2. Die Beschwerde wird zurückgewiesen.
Begründung
Der Beschwerdeführer ist am 23. Juni 1999 in das Bundesgebiet eingereist und hat am 24. Juni 1999 einen Asylantrag gestellt. Dieser Antrag wurde mit Bescheid des Bundesasylamtes vom 20. September 1999 als unbegründet abgewiesen; gemäß § 8 AsylG wurde ausgesprochen, dass die Zurückweisung, Zurückschiebung oder Abschiebung des Beschwerdeführers nach Sierra Leone zulässig sei. Dagegen hat der Beschwerdeführer Berufung erhoben. Mit der mit dem Antrag auf Wiedereinsetzung gegen die Versäumung der Beschwerdefrist eingebrachten Beschwerde wird der diese Berufung gemäß §§ 7, 8 AsylG abweisende Bescheid der belangten Behörde vom 3. Februar 2000, welcher zu Handen des vom Beschwerdeführer namhaft gemachten Zustellbevollmächtigten Dr. D. am 7. Februar 2000 zugestellt worden sei, bekämpft.
Den Wiedereinsetzungsantrag begründete der Beschwerdeführer im Wesentlichen wie folgt:
Er habe am 21. Oktober 1999 dem Dr.
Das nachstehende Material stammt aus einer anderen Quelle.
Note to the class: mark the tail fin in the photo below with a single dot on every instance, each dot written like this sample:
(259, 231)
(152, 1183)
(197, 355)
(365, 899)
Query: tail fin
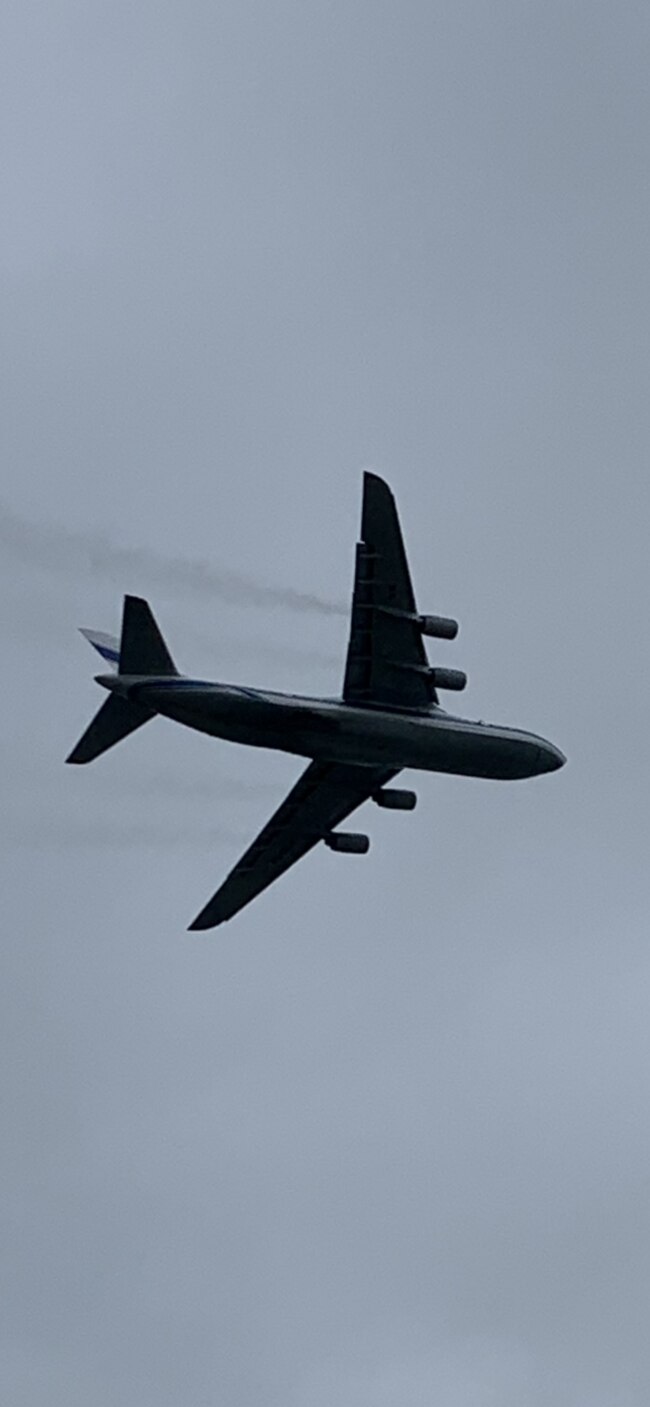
(142, 652)
(142, 649)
D. Zustellungsvollmacht erteilt und dies der Behörde mit dem Ersuchen mitgeteilt, die an ihn gerichteten Schriftstücke zu Handen Dris. D. zuzustellen. Die Zustellvollmacht habe er Dr. D. deshalb erteilt, weil dieser ihm im Oktober 1999 eine vorübergehende Wohnmöglichkeit in Wien, W-Gasse, zur Verfügung gestellt habe. Bereits nach kurzer Zeit, nämlich im Jänner 2000, habe er aus dieser Wohnung ausziehen müssen und er sei nach Wien, R-Gasse, übersiedelt. Am 19. Jänner 2000 habe er sich an dieser Adresse polizeilich gemeldet. Am 20. Jänner 2000 habe er diese Adressänderung dem Unterstützungskomitee "Asyl in Not" bekannt gegeben, welches die geänderte Adresse am selben Tag dem Bundesasylamt Traiskirchen bekannt gegeben habe. Auf Grund dieser Umstände sei für ihn klar gewesen, dass der Berufungsbescheid des unabhängigen Bundesasylsenates direkt an ihn zugestellt werde bzw. dass er oder "Asyl in Not", welche Organisation auch die Berufung für ihn verfasst habe, zumindest rechtzeitig vom Berufungsbescheid Kenntnis erlangen werde. Dr. D., der es offenbar irrtümlich unterlassen habe, die Behörde von der Beendigung der Zustellungsvollmacht infolge des Auszuges des Antragstellers aus der W-Gasse zu verständigen, habe den angefochtenen Bescheid nicht an diesen weitergeleitet. Erst anlässlich der Entziehung seiner Lagerkarte durch das Bundesasylamt Traiskirchen am 27. März 2000 habe er durch sofortige Nachfrage bei "Asyl in Not" erfahren, dass der Bescheid der belangten Behörde vom 3. Februar 2000 zu Handen Dris. D. zugestellt worden sei. Er sei somit durch ein unvorhergesehenes oder unabwendbares Ereignis ohne sein Verschulden an der fristgerechten Erhebung der Beschwerde gehindert gewesen. Die Tatsache, "dass das Ende des Zustellungsvollmachtsverhältnisses nicht bekannt gegeben wurde", sei auch auf Seiten des Dr. D. auf einen minderen Grad des Versehens zurückzuführen.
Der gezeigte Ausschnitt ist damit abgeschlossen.